Last month, responding to the dilemmas pregnant workers, new Moms and other caregivers face, the EEOC released employer best practice guidelines. The agency urged employers to adopt policies that could help them avoid discrimination complaints and see increased benefits to the business bottom line – regardless of the economic climate. The EEOC guidelines encourage employers to recognize that workers with care-giving responsibilities need family-flexible workplace policies.

Paid sick days and paid family leave are critical so workers can care for themselves and their families without losing their pay or their jobs.
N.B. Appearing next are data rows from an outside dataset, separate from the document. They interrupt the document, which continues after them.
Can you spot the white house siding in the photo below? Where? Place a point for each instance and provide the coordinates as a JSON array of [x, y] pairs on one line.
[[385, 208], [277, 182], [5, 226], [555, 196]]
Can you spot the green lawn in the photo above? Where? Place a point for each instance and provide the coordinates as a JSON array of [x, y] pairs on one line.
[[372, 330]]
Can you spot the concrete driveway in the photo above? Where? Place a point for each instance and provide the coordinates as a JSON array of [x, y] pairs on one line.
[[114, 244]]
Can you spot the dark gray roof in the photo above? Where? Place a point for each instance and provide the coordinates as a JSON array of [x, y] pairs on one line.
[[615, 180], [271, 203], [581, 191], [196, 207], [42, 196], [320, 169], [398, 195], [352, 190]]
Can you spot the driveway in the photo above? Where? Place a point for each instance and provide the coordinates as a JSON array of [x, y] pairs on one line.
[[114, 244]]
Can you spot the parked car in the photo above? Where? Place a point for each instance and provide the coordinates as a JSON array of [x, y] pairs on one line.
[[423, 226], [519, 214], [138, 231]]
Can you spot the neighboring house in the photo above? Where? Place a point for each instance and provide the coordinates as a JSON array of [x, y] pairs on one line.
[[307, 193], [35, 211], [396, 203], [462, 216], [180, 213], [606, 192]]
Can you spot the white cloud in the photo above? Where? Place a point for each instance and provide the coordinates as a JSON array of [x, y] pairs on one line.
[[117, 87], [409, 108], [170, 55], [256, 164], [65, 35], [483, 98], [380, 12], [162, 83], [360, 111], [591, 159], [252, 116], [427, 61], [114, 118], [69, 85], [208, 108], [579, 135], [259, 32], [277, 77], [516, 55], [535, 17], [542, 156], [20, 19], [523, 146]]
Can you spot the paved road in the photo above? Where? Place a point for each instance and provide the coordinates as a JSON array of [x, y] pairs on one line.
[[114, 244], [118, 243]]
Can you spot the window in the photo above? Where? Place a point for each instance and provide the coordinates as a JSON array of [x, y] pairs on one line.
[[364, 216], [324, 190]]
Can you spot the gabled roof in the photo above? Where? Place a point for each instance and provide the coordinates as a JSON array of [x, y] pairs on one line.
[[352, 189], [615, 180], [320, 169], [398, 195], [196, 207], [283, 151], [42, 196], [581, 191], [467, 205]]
The U.S. is one of only six countries in the world that doesn’t require paid sick days or family leave. While the Family and Medical Leave Act (FMLA) provides up to 12 weeks of unpaid leave for the arrival of a new child or the serious illness of a spouse or parent, it only covers large employers and many workers cannot afford to take it.  Nearly 57 million American workers lack even a single paid sick day to care for themselves, and 100 million don’t have a paid sick day to care for a sick child.

Employers must also establish policies that increase workplace flexibility. Inexpensive solutions like accommodating unique family situations by allowing workers to set their starting and ending hours or decide when they take breaks or lunch periods, can make a huge difference for families and have been shown to positively affect worker productivity, as well.

Here’s some advice for workers who are pregnant, just had a child, or feel they may be discriminated against on the job because of their care-giving responsibilities: Know your rights! Document everything and keep a copy of your notes at home. If you belong to a union, talk to your steward. Or, seek help from your HR office. If you suspect discrimination, file a complaint. And speak out to support company and public policies that establish family-flexible workplace standards.

Government must protect workers with family responsibilities from illegal treatment and unfair job loss. But if we’re really sincere about showing Mom our gratitude, let’s get serious about supporting working mothers and mothers-to-be – not just on Mother’s Day, but every day, with workplace policies that provide the real economic security they need.

About the Author: Linda Meric is Executive Director of 9to5, National Association of Women, which helps strengthen women’s ability to achieve economic justice. 9to5 has staffed offices in Wisconsin, Colorado, California and Georgia and activists in cities across the country.